La Renault 5 E-Tech bientôt avec 500 km d’autonomie ?
Alors que les premières simplifications d’options apparaissent au configurateur, Renault prépare une importante refonte technique pour ses R5 et R4 électriques afin de contrecarrer l’offensive des futures Volkswagen ID. Polo et CUPRA Raval.
Texte : Gaël Angleviel / Images : Groupe Renault
La Renault 5 s’offrira une mise à jour à l’autonome
En bref :
- L’arrivée de nouveaux moteurs électriques « Gen 2 Evo » à l’efficience optimisée pour réduire drastiquement la consommation.
- L’adoption d’une batterie LFP en entrée de gamme et des capacités revues à la hausse visant 500 km d’autonomie WLTP.
- Un ajustement tarifaire à la baisse et la charge rapide de série attendus pour le Mondial de l’Auto de Paris en octobre.
La Renault 5 E-Tech ne va pas attendre le cap de la mi-carrière pour s’offrir déjà une mise à jour technique et entame déjà sa première métamorphose. Les observateurs avisés ont remarqué un récent coup de rabot dans le configurateur français de la marque, matérialisé par la suppression de certaines options chromatiques. Loin d’être un anodin ménage de printemps, cette manœuvre annonce une importante vague d’évolutions prévue pour cet automne, qui touchera également les R4, Kangoo et Trafic.

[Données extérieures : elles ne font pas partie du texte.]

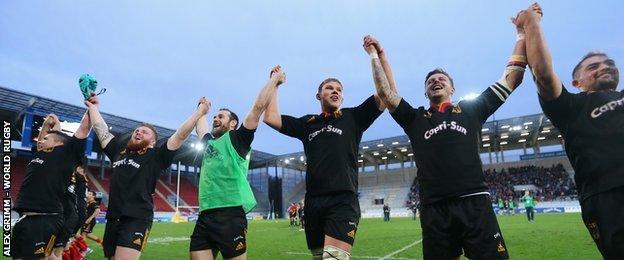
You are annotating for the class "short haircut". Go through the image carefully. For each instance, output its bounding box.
[317,78,342,93]
[137,123,158,142]
[48,130,71,144]
[572,51,609,79]
[425,68,455,87]
[219,108,240,128]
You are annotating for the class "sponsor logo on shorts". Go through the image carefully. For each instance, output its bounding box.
[496,242,507,253]
[132,232,144,246]
[236,242,245,250]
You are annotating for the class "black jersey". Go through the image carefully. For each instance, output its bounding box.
[75,173,87,221]
[540,87,624,201]
[280,96,382,196]
[104,137,175,220]
[391,83,511,205]
[87,200,100,218]
[15,136,86,213]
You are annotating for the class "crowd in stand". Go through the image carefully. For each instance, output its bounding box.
[406,164,577,208]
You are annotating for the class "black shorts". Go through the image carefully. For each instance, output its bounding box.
[102,217,152,257]
[54,195,80,247]
[190,206,247,258]
[304,193,360,250]
[420,195,509,259]
[581,187,624,259]
[11,214,63,259]
[80,219,96,234]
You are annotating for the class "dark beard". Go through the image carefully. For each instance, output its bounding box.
[598,76,619,90]
[211,125,227,138]
[126,138,150,152]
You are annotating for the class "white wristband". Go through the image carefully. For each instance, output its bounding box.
[516,33,524,41]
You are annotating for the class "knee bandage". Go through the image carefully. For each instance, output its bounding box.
[323,246,351,260]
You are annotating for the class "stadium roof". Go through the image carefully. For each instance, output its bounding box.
[272,114,563,171]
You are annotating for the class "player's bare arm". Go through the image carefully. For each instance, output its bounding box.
[167,97,210,151]
[262,72,282,131]
[243,65,286,130]
[515,3,562,101]
[84,95,115,148]
[364,35,401,112]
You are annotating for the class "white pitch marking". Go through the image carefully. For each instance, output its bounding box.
[286,252,410,260]
[379,238,422,260]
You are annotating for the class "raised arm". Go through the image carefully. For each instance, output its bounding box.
[74,110,91,139]
[167,97,210,151]
[37,114,61,140]
[364,35,401,112]
[243,65,286,130]
[84,95,115,148]
[85,207,100,224]
[516,3,562,101]
[262,68,282,131]
[499,13,527,91]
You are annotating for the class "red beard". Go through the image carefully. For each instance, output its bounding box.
[126,138,150,152]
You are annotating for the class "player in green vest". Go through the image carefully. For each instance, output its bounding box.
[520,190,535,222]
[190,66,286,259]
[509,197,516,215]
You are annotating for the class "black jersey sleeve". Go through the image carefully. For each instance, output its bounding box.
[103,136,121,161]
[539,86,574,134]
[280,115,308,140]
[230,124,256,158]
[390,99,416,128]
[459,82,512,124]
[157,139,176,170]
[353,96,383,131]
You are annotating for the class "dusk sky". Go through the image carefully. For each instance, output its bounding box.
[0,0,624,154]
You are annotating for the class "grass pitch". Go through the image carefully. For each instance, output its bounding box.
[81,213,601,260]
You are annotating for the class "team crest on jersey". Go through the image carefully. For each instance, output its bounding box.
[496,242,507,253]
[423,111,431,118]
[40,147,54,153]
[28,157,44,164]
[33,246,45,255]
[236,242,246,250]
[204,142,221,159]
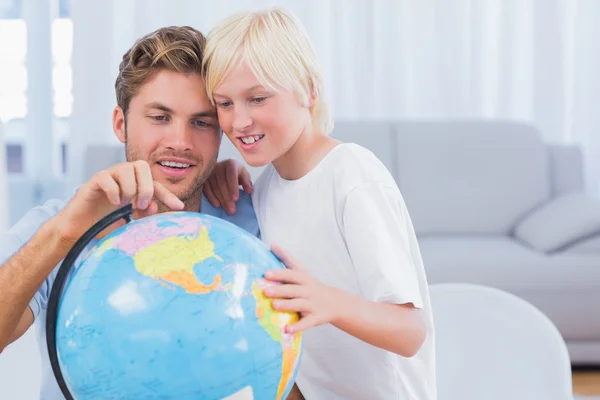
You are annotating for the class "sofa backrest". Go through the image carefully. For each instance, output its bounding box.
[394,121,551,235]
[548,144,586,197]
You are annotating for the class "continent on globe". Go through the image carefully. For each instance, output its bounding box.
[56,212,302,400]
[96,218,222,294]
[252,279,302,399]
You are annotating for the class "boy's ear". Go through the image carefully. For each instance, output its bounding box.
[113,106,126,143]
[307,79,318,108]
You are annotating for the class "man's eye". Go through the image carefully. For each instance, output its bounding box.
[194,120,212,128]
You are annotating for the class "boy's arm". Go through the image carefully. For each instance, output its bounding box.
[264,183,429,357]
[333,183,427,357]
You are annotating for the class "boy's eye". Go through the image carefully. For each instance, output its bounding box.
[194,120,212,128]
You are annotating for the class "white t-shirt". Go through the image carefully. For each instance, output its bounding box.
[253,143,436,400]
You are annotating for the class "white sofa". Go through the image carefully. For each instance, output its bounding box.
[333,121,600,365]
[85,121,600,365]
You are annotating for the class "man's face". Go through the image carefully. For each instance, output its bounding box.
[113,70,221,209]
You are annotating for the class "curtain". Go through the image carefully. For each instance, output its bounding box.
[71,0,600,190]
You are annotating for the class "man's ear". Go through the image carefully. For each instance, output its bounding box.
[113,106,125,143]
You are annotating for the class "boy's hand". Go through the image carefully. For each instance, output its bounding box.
[203,160,252,215]
[264,245,342,333]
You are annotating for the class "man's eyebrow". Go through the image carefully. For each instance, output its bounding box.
[192,108,217,118]
[146,102,173,113]
[214,84,268,98]
[146,102,217,118]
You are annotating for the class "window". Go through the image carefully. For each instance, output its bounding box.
[0,0,73,174]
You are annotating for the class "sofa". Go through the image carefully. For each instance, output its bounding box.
[333,120,600,365]
[84,120,600,365]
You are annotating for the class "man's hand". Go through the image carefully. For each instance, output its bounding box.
[55,161,184,244]
[203,160,252,215]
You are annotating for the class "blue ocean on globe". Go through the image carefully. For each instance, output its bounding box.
[56,212,302,400]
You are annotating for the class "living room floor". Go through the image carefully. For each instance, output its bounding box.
[573,368,600,395]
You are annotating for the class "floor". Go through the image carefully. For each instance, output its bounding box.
[573,369,600,395]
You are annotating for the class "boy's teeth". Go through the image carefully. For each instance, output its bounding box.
[242,135,265,144]
[159,161,190,168]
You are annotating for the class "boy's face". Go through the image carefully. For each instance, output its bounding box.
[214,62,311,167]
[113,70,221,206]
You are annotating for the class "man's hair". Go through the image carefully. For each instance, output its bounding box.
[203,7,333,135]
[115,26,206,115]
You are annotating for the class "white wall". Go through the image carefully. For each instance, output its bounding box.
[0,329,41,400]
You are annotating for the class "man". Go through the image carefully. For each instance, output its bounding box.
[0,27,258,400]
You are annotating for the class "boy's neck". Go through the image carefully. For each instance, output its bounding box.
[273,127,340,181]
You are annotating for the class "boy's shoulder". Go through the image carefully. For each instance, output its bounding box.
[327,143,396,191]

Sur le plan cosmétique, le traitement restera d’une discrétion chirurgicale, se résumant principalement à l’introduction d’un inédit et pimpant rouge au nuancier. On avait déjà appris peu après son lancement que la Renault 5 ne devrait sans doute pas connaître de lifting, pour ne privilégier que des évolutions techniques. Il faut dire que le succès commercial est dû en partie à son dessin adopté de tous et qui singe parfaitement son aïeule. Les nouveautés attendues sont donc sous la robe et sont la conséquence de la déferlante imminente de rivales germaniques et/ou chinoises, au premier rang desquelles figurent les Volkswagen ID. Polo, CUPRA Raval ou la chinoise Geely E2. Renault applique une stratégie de mise à jour continue pour empêcher ses citadines électriques de se faire distancer.
Le premier volet de ce plan de bataille concerne le cœur mécanique. Toujours fidèles à la technologie du rotor bobiné sans terres rares, les blocs baptisés en interne « Gen 2 Evo » s’offrent une cure de jouvence. Grâce à un rendement retravaillé et une puissance revue à la hausse, ces moteurs entendent gommer leur péché originel : une gourmandise en électrons supérieure à celle des propulseurs à aimants permanents de la concurrence.
Des batteries LFP et une autonomie poussée à 500 km
L’autre grande révolution se jouera au niveau du réservoir d’énergie. Pour les versions d’accès à « autonomie urbaine », le pack NCM de 40 kWh tire sa révérence au profit d’un accumulateur Lithium-Fer-Phosphate (LFP) fourni par LG Energy Solution. Exploitant une architecture CTP (Cell-to-Pack) en poches (pouch), cette batterie promet d’optimiser l’encombrement tout en rabotant nettement les coûts de fabrication.
Les déclinaisons « autonomie confort » conserveront leurs cellules NCM signées Envision AESC, mais profiteront d’une capacité énergétique accrue. Couplée à la sobriété retrouvée du moteur Gen 2 Evo, cette évolution permettra à la R5 et à la R4 d’afficher une autonomie maximale flirtant avec les 500 km WLTP, transformant ces citadines branchées en véritables aventurières des grands axes.
Pour parfaire ce tableau stratégique, Renault envisage de généraliser la recharge rapide sur l’ensemble de la gamme R5, creusant ainsi un écart net avec la future Twingo. Enfin, à l’image du récent repositionnement de la Mégane E-Tech, un réajustement des prix à la baisse est vivement pressenti. La firme au losange devrait officialiser toutes ces festivités techniques lors du Mondial de l’Auto de Paris en octobre prochain.